Prof. Mike Thorne: “Dr Mike Thorne has approximately 40 years of experience in operational and environmental radiological protection. He is an Honorary Fellow of the Society for Radiological Protection and a member of the Editorial Board of the Journal of Radiological Protection. He is also the Chairman of the Steering Group of the EU-funded COMET Project and an advisor to the IAEA on uranium in the environment. He is a former president of the Society for Radiological Protection, a former Scientific Secretary to the ICRP, and a former member of ICRP Committee 2. In the non-nuclear field, Mike has provided advice to the Channel Tunnel Safety Authority and on the safety of developments in the vicinity of chemically hazardous installations. Mike has appeared as an expert witness in various public inquiries, hearings and civil trials in the UK and the USA, and was a member of the WHO expert group that evaluated US liabilities for compensation in relation to residents of the Rongelap Atoll in the Marshall Islands. He has published several books (including two volumes on the pharmacodynamics of toxic metals, semi-metals, organic compounds and asbestos) and book chapters, as well as around 100 peer-reviewed journal articles, mainly on the subject of the environmental transport of radioactivity.
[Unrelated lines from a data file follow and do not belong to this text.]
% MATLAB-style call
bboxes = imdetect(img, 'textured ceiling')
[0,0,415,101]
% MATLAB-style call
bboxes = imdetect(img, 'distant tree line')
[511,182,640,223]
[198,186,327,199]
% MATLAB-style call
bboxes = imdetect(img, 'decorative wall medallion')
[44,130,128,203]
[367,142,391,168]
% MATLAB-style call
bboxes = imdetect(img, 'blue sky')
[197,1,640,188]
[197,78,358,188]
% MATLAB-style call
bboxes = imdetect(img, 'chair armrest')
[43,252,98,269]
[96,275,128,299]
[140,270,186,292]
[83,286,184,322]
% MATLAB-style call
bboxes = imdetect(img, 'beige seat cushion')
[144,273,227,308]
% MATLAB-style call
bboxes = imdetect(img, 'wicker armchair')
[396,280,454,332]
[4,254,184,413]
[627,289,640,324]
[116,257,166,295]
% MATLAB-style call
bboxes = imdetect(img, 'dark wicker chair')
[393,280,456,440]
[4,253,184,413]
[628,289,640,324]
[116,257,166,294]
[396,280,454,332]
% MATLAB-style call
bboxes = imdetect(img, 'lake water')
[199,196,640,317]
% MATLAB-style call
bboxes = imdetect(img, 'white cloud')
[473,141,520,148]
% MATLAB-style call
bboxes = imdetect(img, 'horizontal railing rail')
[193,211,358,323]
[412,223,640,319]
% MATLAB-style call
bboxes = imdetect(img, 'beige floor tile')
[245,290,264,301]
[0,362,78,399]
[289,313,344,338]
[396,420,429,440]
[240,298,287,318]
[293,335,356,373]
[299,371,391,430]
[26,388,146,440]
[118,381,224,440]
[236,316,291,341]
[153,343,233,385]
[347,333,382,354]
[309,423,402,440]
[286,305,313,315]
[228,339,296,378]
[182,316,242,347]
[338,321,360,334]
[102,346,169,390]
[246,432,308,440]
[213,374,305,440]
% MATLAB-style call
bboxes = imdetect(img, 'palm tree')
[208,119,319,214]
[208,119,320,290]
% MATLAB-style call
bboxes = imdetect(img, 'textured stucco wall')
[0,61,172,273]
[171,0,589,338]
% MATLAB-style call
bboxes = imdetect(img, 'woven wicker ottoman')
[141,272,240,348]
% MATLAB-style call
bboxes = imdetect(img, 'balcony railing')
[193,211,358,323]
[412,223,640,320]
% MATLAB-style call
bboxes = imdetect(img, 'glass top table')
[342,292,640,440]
Mike has extensive experience in the development and application of biokinetic and pharmacodynamic models for radioactive and non-radioactive contaminants in animals and humans. He has been involved in various studies on assessing the impacts of chemotoxic materials released from repositories for radioactive wastes. Within the COMET Project, Mike has been overseeing work on epigenetic mechanisms through which radiation and chemical damage can be propagated, and this has led to a consideration of techniques for assessing synergistic effects between chemotoxic and radiotoxic materials.”